The spot-ml jar contains one main routine and it is in the class SuspiciousConnects
;
it is by submitting this class to Spark that the Suspicious Connects analyses are invoked.
- analysis The analysis to perform. One of flow, proxy, dns
- input Path to data on HDFS. Data is expected to be stored in parquet with schema consistent with schema used by the suspicious connects analyses.
- feedback Local path of file containing feedback scores.
- dupfactor Duplication factor controlling how to down rate non-threatening events from the feedback file.

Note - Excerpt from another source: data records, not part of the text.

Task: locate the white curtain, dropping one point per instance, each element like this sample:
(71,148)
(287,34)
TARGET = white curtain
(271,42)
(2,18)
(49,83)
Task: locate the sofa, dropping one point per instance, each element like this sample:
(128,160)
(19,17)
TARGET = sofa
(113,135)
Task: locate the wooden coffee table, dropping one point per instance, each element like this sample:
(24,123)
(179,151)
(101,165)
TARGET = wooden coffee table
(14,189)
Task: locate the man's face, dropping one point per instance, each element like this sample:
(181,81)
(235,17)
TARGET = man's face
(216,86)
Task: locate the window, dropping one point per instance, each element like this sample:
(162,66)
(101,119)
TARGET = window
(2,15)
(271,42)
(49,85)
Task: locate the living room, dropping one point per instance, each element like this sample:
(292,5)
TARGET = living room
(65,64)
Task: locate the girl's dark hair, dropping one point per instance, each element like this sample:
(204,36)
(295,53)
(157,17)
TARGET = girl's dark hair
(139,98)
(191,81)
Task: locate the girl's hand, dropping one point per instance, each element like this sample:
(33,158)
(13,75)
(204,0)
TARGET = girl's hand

- ldatopiccount Number of topics in the topic model.
- userdomain The user domain of the network being analyzed.
- scored The HDFS path where results will be stored.
- threshold Threshold for determination of anomalies. Records with scores above the threshold will not be returned.
- maxresults Maximum number of record to return. If -1, all records are returned. Results are filtered by the threshold and sorted and the most suspicious (lowest score) records are returned first.
- delimiter Separation character used for CSVs containing most suspicious results.
- prgseed Seed for the pseudorandom generator used in topic modelling.
- ldamaxiteration Maximum number of iterations to execute the LDA topic modelling procedure.
- ldaalpha Document concentration for LDA, default 1.02
- ldabeta Topic concentration for LDA, default 1.001
spark-submit --class "org.apache.spot.SuspiciousConnects" target/scala-2.10/spot-ml-assembly-1.1.jar \
--analysis proxy \
--input /user/spot/proxy/hive/y=2016/m=11/d=11/ \
--dupfactor 1000 \
--feedback /home/spot/ml/proxy/20161111/feedback.csv \
--ldatopiccount 20 \
--scored /user/spot/proxy/scored_results/20161111/scores \
--threshold 1e-6 \
--maxresults 2000 \
--ldamaxiterations 20